La gente si trova tutta insieme, fa corpo unico, si ammassa e le fantasie che vengono raccontate sono fantasie di tipo rudimentale, massificato, fusionale cioè “stiamo tutti insieme così se viene un’altra scossa e la terra si apre, o ci salviamo tutti o tutti insieme sprofondiamo”. In realtà a parte i film con gli effetti speciali, nei terremoti la terra non si apre, al più si crea qualche fessura perché la strada è stata mal costruita: non è la faglia, ma è un effetto geologico di superficie. Nei film allora perché lo fanno e perché colpisce? Colpisce perchè dentro di noi esiste proprio quella fantasia. I film si vanno a vedere per spaventarsi; a seconda degli oggetti interni che si hanno si sceglie il film che solleva paure o emozioni forti: tanto è un film e dopo due ore finisce. E’ diverso dalla realtà, di quando stai dentro un terremoto e non sai quando finirà ed anche quando è finito vivi nel terrore che si ripeta, per cui l’altra fantasia persitente nella popolazione è “la botta grande deve ancora venire”. ( in Friuli dopo alcuni mesi venne un’altra grossa scossa distruttiva, alla quale lui era stato anche presente). La fantasia continua ad essere che non è finito. Il significato di queste fantasie intanto è “moriamo o ci salviamo tutti insieme” che da un punto di vista psicologico, abbastanza comprensibile, esprime il bisogno di ricostituire una situazione di ammassamento, di accomunamento, di contenimento che non è più quella del modello duale bambino/ madre; io/ la mia famiglia; io/la mia casa, ma è quella gruppale perché il modello duale è saltato, è stato frammentato e a quel punto la fantasia è “o siamo tutti vivi o tutti morti”. L’altra fantasia quella “la botta più grossa deve ancora arrivare”, dipende da fatto che c’è una parte di noi che, così come quando andiamo al cinema, esercitiamo una specie di controllo sullo spavento tremendo che sappiamo di prenderci, con l’idea che tanto dopo due ore finirà, così aspettarsi la botta finale è esercitare un controllo sull’evento. Ogni volta che la terra trema si è convinti che “eccola, eccola” e rispetto all’attesa c’è sempre un dio, un santo, un patrono, che salva; non è arrivata perchè il santo, il patrono, colui che stavo pregando, ci ha salvato e qui torna in qualche modo il modello duale, di appoggio anche se attraverso la coralità della preghiera, che vede comunque il formarsi di diverse gruppalità più piccole devote chi a un santo, chi ad un altro.

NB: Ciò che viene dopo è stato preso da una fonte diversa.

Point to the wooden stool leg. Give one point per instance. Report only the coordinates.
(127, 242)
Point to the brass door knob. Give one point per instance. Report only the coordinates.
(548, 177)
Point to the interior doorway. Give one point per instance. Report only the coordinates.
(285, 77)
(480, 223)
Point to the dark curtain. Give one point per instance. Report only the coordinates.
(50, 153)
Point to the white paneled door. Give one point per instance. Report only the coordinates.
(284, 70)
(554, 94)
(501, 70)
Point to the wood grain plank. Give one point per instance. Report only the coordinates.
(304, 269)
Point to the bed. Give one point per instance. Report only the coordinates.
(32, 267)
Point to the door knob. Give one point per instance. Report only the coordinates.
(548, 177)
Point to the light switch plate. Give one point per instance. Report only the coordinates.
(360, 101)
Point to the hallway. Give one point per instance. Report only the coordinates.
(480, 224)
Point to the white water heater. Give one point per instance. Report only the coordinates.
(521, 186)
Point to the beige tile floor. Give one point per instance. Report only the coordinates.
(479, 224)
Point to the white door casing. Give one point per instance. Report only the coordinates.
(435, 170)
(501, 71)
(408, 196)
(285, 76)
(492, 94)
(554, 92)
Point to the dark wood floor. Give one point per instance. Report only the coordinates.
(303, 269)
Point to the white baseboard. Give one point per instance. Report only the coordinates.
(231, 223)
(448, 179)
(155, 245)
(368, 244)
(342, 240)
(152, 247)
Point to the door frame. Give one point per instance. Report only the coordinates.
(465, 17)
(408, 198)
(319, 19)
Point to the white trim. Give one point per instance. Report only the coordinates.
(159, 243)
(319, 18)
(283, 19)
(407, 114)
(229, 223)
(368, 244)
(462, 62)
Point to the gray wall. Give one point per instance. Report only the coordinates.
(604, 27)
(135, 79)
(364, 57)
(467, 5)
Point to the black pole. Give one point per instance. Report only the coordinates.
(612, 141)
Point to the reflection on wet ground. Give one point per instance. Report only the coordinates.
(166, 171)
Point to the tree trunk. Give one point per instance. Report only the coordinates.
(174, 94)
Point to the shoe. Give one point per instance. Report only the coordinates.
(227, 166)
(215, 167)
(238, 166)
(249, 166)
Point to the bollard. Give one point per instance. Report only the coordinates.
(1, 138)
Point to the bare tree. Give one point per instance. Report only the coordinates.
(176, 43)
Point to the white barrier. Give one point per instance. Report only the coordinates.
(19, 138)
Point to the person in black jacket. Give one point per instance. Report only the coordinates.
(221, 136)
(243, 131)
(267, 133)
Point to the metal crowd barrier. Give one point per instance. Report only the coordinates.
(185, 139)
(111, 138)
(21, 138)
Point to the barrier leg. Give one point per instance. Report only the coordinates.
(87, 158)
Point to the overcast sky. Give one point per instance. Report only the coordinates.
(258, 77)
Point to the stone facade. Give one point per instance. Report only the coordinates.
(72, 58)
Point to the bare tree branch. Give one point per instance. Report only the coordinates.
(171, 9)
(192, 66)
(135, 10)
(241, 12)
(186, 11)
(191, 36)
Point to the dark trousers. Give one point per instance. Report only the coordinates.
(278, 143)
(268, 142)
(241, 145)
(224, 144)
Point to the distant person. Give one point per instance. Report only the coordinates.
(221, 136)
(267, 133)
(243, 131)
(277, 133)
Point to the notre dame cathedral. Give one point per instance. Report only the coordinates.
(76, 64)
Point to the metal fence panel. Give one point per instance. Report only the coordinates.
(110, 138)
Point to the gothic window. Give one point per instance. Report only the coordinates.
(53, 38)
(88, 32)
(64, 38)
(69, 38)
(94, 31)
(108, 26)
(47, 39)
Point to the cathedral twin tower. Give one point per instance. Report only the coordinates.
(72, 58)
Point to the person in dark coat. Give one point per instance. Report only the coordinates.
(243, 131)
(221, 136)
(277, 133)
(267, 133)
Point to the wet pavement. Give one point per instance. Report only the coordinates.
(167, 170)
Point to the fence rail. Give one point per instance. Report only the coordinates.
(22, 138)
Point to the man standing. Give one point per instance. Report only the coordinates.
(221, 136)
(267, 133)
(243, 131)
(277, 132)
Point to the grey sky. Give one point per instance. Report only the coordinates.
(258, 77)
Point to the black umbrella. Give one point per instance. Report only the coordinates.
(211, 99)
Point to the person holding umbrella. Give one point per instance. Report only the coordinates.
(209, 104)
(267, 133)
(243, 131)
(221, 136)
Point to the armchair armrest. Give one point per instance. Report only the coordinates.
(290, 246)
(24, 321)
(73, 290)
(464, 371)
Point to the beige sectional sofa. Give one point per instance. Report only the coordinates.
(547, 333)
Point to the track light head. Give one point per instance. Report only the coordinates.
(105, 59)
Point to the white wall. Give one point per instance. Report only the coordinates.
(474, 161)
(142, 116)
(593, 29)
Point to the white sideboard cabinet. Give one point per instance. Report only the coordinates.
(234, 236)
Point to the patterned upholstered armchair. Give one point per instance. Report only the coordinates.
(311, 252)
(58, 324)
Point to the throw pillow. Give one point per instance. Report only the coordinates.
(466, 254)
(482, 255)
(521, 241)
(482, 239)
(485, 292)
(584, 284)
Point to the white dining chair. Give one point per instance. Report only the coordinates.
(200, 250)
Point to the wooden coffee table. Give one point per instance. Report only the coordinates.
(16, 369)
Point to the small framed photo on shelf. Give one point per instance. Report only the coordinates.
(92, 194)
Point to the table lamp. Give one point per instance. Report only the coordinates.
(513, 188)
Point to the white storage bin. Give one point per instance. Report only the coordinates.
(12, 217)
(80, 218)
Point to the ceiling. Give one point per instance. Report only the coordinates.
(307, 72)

Altra caratteristica è il modo in cui l’esperienza del terremoto viene vissuta da bambini, adolescenti, adulti, anziani. I bambini piccoli la vivono come la vivono i genitori: più il genitore è allarmato e angosciato più il bambino è terrorizzato; più il genitore è capace di risposta positiva, di tolleranza e di ricostruzione interna, più il bambino si affida. Gli anziani, e ce ne sono tanti in quella zona, vengono da una cultura che ancora risente degli aspetti fiabeschi o contadini, miti del luogo, dei racconti, delle favole e riescono perciò a concretizzare la cosa dicendo “ il terremoto è un mostro nero, è un gigante, è qualcosa di scuro, di opponente che viene e bussa alla tua porta”; dopo di che dicono “si, ma io adesso metto il bastone, l’aglio vicino alla porta”: in qualche modo combattono contro l’invasore che penetra aggressivamente nelle loro case e distrugge. Questa fantasia aiuta queste persone a rientrare anche perché, pur se ti dicono che la casa è agibile, non è facile rientrare. Per quanto riguarda gli adolescenti questa capacità non esiste. Nei primi giorni, nel primo mese i ragazzi tra i 12 e i 18/ 20 anni erano attoniti, completamente incapaci di reagire; spesso aggrovigliati uno sull’altro oppure in una palestra tutti ammassati sullo stesso tappetino, senza parlare, senza scherzare, con il volto teso.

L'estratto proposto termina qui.